Tengo que admitir que sus correspondencias con Myrna Minkoff son mis episodios favoritos del libro. Le tengo apego a Myrna Minkoff –sus discusiones son de lo más entretenidas. Y la labia, el vocabulario y el morro de Ignatius hace que las discusiones, y toda la historia, sean brillantes.

Todo esto, ambientado en la Nueva Orleans de los años 60. Una ciudad, en palabras de Ignatius, “famosa por sus jugadores, prostitutas, exhibicionistas, anticristos, alcohólicos, sodomitas, drogadictos, fetichistas, onanistas, pornógrafos, estafadores, mujerzuelas, por la gente que tira la basura a la calle, por sus lesbianas… gentes todas que viven en la impunidad mediante sobornos.”

El niño de mamá que es Ignatius en el fondo proporciona risas garantizadas. Y, si no, es que nuestro sentido del humor difiere y entonces estamos de acuerdo en que no estamos de acuerdo.
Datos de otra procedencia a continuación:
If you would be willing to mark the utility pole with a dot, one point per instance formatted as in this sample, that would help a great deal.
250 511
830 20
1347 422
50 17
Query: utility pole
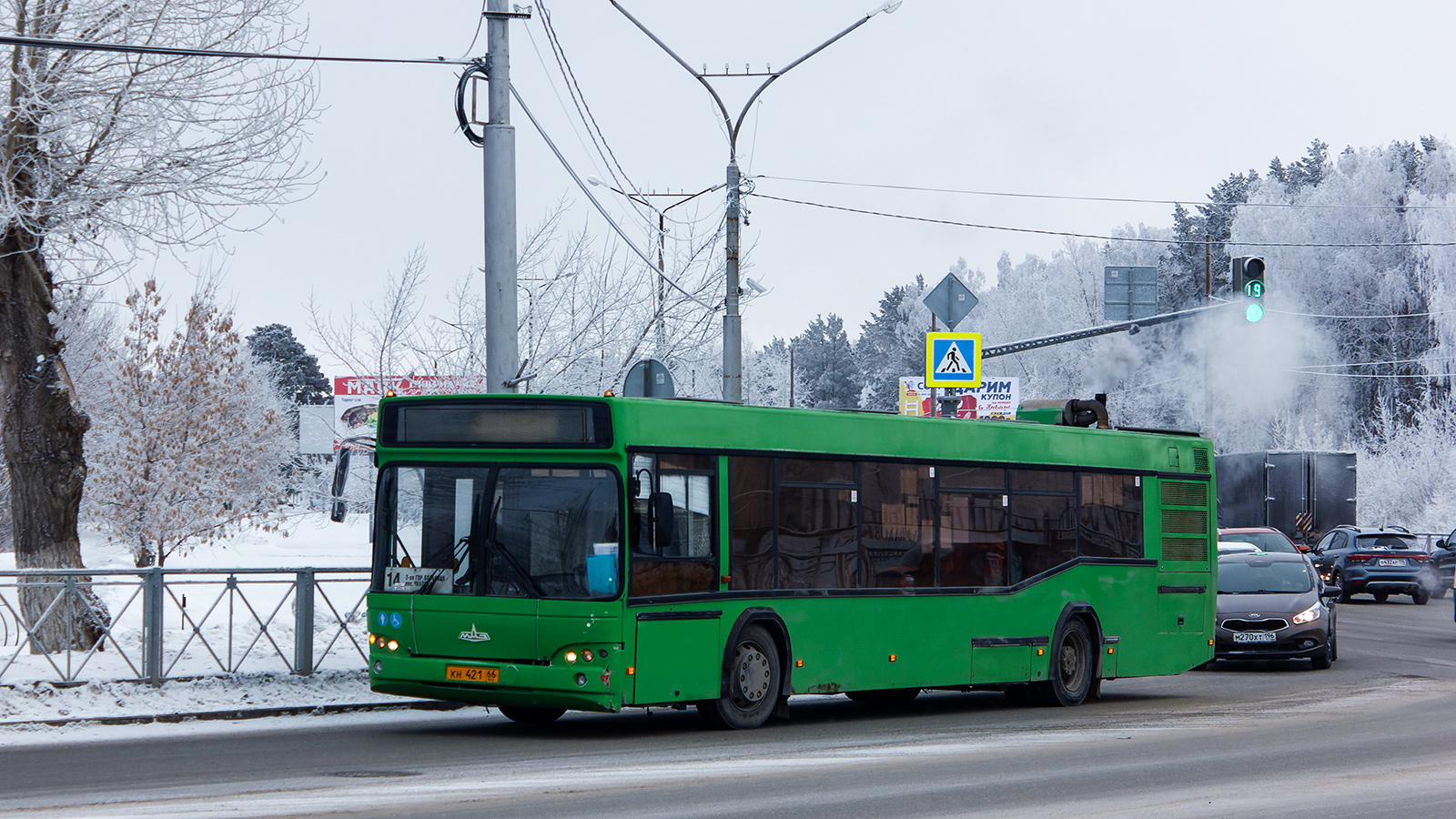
501 351
1208 349
733 324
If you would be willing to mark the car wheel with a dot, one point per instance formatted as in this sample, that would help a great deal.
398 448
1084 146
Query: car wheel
752 683
531 716
1322 659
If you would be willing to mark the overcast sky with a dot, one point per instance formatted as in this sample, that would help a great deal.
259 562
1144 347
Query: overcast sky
1145 99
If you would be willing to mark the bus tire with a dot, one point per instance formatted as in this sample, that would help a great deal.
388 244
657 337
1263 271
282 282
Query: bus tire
531 716
885 695
752 685
1070 672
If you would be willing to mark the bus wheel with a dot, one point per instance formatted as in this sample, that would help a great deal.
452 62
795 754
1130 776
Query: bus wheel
753 683
885 695
1070 668
531 716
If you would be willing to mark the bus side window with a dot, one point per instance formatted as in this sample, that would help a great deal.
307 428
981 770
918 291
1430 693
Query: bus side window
1111 516
673 525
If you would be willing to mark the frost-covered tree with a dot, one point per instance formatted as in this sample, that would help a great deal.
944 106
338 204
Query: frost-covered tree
1376 298
824 365
194 433
106 155
766 375
293 369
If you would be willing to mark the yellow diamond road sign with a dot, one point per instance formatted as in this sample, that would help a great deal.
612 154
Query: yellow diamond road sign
953 359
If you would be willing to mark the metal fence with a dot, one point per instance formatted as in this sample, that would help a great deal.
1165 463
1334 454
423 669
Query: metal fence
238 620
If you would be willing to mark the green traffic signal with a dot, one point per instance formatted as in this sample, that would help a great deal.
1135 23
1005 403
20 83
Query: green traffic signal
1247 276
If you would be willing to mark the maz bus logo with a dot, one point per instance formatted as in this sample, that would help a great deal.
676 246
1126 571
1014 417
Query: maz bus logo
475 636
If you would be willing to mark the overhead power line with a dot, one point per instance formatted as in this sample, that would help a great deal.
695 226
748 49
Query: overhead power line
1062 197
1074 235
1358 318
167 51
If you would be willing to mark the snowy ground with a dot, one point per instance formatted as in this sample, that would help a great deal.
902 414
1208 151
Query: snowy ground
213 634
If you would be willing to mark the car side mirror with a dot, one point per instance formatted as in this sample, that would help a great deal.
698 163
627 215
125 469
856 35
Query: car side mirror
662 519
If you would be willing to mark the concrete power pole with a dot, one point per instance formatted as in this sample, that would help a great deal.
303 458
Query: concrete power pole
733 324
501 349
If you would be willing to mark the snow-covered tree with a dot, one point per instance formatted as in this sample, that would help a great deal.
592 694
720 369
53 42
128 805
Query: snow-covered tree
293 369
102 157
194 433
766 373
824 365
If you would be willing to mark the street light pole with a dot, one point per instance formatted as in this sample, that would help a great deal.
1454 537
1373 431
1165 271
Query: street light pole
733 322
502 350
662 247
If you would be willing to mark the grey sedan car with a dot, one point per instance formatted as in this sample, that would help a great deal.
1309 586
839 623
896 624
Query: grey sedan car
1273 606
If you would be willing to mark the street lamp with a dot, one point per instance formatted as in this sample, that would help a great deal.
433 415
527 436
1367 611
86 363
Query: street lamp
662 242
733 322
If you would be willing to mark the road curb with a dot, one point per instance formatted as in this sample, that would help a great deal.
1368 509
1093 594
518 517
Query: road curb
240 714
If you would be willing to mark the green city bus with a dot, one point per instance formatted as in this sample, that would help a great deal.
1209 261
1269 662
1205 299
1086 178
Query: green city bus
545 554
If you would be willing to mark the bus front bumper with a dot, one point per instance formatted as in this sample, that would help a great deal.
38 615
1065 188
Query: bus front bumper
589 687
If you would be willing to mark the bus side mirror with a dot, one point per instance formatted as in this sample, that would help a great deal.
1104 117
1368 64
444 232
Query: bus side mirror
341 474
662 518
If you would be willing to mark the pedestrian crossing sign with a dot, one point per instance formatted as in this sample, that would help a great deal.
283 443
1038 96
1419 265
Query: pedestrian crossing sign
953 359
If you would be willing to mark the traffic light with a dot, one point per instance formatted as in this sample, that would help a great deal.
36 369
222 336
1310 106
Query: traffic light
1247 276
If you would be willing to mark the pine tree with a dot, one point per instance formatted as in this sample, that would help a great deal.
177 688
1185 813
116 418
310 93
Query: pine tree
883 351
824 365
293 369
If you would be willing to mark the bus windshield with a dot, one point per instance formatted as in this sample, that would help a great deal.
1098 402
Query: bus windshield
500 531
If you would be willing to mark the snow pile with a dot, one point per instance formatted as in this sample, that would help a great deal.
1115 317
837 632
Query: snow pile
98 700
208 625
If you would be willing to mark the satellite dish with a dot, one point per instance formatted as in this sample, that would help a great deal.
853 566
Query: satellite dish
648 379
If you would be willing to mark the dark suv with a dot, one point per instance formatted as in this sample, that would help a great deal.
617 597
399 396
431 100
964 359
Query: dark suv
1375 561
1443 560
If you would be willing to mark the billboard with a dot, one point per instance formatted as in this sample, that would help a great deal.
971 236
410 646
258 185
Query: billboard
356 399
996 398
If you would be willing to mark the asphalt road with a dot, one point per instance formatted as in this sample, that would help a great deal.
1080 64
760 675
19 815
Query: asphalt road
1373 736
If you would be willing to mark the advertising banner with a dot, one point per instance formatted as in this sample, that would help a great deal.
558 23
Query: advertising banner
356 399
996 398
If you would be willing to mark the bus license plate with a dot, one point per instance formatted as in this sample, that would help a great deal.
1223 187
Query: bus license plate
1252 636
466 673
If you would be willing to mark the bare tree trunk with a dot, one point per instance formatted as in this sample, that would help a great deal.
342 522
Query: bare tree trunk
41 429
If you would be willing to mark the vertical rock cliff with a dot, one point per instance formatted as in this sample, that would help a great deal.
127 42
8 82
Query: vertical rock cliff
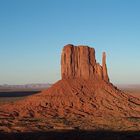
80 62
105 74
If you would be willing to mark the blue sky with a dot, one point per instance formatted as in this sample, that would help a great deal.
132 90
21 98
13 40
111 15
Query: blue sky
33 32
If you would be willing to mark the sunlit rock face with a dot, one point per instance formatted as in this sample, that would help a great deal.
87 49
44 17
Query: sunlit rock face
80 62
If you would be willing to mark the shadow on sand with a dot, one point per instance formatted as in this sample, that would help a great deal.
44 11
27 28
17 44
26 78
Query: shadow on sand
72 135
17 93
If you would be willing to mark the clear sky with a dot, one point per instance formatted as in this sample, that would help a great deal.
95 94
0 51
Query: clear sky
33 32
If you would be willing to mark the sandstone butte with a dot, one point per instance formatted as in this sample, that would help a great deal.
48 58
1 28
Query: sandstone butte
83 99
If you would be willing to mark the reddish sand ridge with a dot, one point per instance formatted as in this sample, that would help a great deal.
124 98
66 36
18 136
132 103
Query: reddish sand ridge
83 99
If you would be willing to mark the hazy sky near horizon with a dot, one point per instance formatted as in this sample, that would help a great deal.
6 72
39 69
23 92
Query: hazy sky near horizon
33 32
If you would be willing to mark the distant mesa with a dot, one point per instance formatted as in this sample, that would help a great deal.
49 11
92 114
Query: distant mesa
80 62
83 99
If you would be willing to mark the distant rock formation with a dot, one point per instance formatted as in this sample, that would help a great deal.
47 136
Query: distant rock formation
80 62
83 99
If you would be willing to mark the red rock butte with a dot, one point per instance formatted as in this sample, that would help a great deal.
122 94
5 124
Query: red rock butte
84 98
80 62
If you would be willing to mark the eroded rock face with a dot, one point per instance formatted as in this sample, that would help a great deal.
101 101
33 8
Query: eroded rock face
80 62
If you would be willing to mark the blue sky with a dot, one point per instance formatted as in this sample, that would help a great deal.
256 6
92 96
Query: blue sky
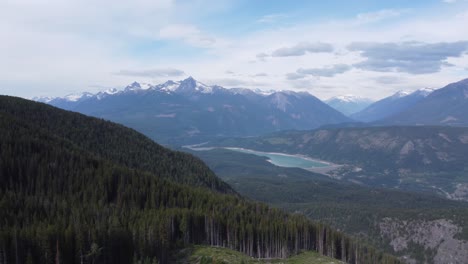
368 48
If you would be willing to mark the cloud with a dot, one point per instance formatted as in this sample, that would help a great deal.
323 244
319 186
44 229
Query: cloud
169 72
380 15
294 76
188 33
388 79
261 74
409 57
262 56
302 48
272 18
326 71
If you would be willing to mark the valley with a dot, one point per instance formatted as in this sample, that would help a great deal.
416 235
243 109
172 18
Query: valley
397 221
362 178
233 132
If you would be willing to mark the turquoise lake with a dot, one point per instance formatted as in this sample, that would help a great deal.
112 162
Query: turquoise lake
285 160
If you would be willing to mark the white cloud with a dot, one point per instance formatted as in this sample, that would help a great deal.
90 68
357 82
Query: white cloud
272 18
167 72
189 33
380 15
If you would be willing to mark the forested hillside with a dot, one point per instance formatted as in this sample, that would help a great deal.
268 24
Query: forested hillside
73 190
113 142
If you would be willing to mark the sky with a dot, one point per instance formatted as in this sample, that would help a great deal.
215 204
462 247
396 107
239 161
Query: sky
367 48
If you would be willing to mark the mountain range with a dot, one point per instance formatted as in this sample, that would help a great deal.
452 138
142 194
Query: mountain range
348 104
391 105
79 189
445 106
188 111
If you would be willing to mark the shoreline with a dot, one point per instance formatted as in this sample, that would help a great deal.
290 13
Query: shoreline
328 164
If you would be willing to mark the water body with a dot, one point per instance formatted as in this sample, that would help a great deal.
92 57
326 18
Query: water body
286 160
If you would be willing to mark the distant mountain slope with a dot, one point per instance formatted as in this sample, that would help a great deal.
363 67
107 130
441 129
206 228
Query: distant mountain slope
445 106
416 158
391 105
63 200
191 112
348 104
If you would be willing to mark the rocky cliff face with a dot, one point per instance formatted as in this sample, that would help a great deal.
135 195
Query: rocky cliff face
433 241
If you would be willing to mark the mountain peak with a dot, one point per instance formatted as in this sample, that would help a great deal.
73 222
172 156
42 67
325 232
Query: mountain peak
424 91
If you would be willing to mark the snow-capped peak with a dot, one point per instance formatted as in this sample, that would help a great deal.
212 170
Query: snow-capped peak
77 97
111 91
136 86
424 91
400 94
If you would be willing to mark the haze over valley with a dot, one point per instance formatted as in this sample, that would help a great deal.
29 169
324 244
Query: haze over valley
154 132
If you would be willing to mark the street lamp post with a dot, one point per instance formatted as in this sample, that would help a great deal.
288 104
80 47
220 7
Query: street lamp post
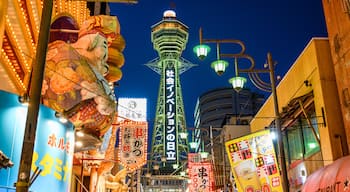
238 83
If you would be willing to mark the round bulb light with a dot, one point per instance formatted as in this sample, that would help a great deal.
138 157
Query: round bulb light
219 66
201 51
238 83
193 145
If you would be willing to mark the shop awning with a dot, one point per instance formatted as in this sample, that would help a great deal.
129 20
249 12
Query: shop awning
334 177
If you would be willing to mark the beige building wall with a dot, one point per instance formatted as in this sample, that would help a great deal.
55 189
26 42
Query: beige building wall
314 65
337 15
3 11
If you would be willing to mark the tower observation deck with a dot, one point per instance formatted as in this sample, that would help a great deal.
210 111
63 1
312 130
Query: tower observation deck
169 38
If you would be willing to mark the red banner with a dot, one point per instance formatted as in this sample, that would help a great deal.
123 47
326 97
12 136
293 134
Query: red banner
133 144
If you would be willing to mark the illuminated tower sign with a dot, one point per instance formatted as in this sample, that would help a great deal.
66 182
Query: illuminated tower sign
169 37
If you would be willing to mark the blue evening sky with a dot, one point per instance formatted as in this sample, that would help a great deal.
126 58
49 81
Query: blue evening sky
282 27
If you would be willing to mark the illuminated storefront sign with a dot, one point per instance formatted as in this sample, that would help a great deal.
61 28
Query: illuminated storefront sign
133 144
254 163
170 110
201 174
53 149
132 109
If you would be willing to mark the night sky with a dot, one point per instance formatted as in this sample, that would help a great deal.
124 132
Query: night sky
283 28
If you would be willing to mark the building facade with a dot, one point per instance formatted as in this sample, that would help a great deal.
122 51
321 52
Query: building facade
217 106
337 14
311 119
220 115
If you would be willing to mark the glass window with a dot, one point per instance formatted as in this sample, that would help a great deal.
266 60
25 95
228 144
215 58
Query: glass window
299 139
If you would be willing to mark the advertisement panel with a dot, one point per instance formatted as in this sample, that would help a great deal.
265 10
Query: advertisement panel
201 174
253 163
134 109
171 113
133 144
53 148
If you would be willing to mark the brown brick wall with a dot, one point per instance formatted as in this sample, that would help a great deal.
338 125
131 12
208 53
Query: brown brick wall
337 16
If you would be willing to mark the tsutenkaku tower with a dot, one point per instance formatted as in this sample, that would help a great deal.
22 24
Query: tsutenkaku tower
169 38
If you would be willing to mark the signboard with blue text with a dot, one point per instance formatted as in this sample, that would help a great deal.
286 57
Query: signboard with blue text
53 150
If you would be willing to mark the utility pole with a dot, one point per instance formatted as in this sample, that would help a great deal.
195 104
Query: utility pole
38 67
278 125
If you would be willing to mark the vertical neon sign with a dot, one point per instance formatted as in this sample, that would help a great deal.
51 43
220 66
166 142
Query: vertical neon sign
170 107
Y, para abrir boca, el primer párrafo del libro –un ejemplo genial de la maravilla que es la prosa de esta novela imprescindible:

Una gorra de cazador verde apretaba la cima de una cabeza que era como un globo carnoso. Las orejeras verdes, llenas de unas grandes orejas y pelo sin cortar y de las finas cerdas que brotaban de las mismas orejas, sobresalían a ambos lados como señales de giro que indicasen dos direcciones a la vez. Los labios, gordos y bembones, brotaban protuberantes bajo el tupido bigote negro y se hundían en sus comisuras, en plieguecitos llenos de reproche y de restos de patatas fritas. En la sombra, bajo la visera verde de la gorra, los altaneros ojos azules y amarillos de Ignatius J. Reilly miraban a las demás personas que esperaban bajo el reloj junto a los grandes almacenes D. H. Holmes, estudiando a la multitud en busca de signos de mal gusto en el vestir. Ignatius percibió que algunos atuendos eran lo bastante nuevos y lo bastante caros como para ser considerados sin duda ofensas al buen gusto y a la decencia. La posesión de algo nuevo o caro sólo reflejaba la falta de teología y de geometría de una persona. Podía proyectar incluso dudas sobre el alma misma del sujeto.